What is particularly frightening about a man like Fletcher is his insistence that genetic engineering be made a matter of coercion, He writes:

A worrisome side to the practice of control is whether it should ever be imposed or must always be voluntary. If people could be relied upon to be compassionate we would have no reason to even consider mandatory controls. But there are too many who do not control their lives out of moral concern; they are self-centered about what they do or neglect to do, even though they may be “cagey” about it. Large families and a pious disregard of genetic counseling, like refusing to undergo vaccinations until it is made a matter of police enforcement, show how the common welfare often has to be safeguarded by compulsory control or what Garret Hardin calls “mutual coercion mutually agreed upon.” 

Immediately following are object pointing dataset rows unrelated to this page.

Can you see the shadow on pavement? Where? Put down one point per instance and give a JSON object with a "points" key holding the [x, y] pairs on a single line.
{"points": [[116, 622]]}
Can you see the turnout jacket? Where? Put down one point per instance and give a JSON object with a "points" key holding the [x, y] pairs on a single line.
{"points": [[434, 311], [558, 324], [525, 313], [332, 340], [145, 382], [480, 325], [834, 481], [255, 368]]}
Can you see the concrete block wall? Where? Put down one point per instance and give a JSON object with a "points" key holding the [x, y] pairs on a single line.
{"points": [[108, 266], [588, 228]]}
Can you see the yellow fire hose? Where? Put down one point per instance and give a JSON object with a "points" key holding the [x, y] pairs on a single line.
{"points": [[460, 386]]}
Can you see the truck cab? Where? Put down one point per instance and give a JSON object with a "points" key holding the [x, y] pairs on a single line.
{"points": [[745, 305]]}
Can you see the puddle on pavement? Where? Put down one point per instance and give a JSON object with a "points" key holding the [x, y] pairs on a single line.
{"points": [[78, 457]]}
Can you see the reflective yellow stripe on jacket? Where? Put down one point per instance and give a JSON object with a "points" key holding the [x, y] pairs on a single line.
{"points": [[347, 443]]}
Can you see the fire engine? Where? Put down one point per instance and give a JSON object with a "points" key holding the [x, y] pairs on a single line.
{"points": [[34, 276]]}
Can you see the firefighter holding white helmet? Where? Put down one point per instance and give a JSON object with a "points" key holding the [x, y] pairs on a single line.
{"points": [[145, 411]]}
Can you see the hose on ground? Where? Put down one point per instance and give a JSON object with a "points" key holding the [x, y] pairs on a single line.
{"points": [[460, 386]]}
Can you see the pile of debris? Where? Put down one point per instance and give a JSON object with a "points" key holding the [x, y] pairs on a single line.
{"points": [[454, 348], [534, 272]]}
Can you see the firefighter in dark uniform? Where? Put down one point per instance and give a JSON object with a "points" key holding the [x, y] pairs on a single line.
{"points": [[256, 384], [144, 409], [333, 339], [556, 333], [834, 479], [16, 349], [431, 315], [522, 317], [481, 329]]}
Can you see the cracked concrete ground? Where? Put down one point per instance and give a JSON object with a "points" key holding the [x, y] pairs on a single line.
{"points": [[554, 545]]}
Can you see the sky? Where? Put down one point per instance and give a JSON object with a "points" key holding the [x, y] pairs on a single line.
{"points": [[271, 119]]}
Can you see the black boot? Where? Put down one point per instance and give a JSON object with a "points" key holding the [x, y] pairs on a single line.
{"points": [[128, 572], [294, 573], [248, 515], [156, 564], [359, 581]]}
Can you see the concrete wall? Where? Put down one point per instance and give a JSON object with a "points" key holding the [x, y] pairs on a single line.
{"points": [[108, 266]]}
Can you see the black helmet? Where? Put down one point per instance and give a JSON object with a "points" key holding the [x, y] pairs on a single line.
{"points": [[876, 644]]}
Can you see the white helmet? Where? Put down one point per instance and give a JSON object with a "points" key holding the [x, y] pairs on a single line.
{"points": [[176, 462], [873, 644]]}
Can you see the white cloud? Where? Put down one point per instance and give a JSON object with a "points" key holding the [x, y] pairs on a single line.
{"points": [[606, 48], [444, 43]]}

Coercion is a dirty word to liberals, but all social controls—e.g., the government’s tax powers—are really what the majority agree upon, however reluctantly, out of enlightened self-interest and aquid pro quo willingness to give up something to get something better. It might be protection of overpopulation, for instance. Ideally it is better to do the moral things freely, but sometimes it is more compassionate to force it to be done than to sacrifice the well-being of the many to the egocentric “rights” of the few. This obviously is the ethics of a sane society. Compulsory controls on reproduction would not, of course, fit present interpretations of due process in the fifth and fourteenth amendments to the Constitution. Here, as in so many other ways, the law lags behind the ethics of modern medicine and public health knowledge.

Not only is this frightening in the extreme, but we can well believe that the day is not too far distant when these “laws” will be put into effect. Anyone who does not have children in the way the state prescribes (all according to high ethics and true morality) will be severely punished by legal penalties.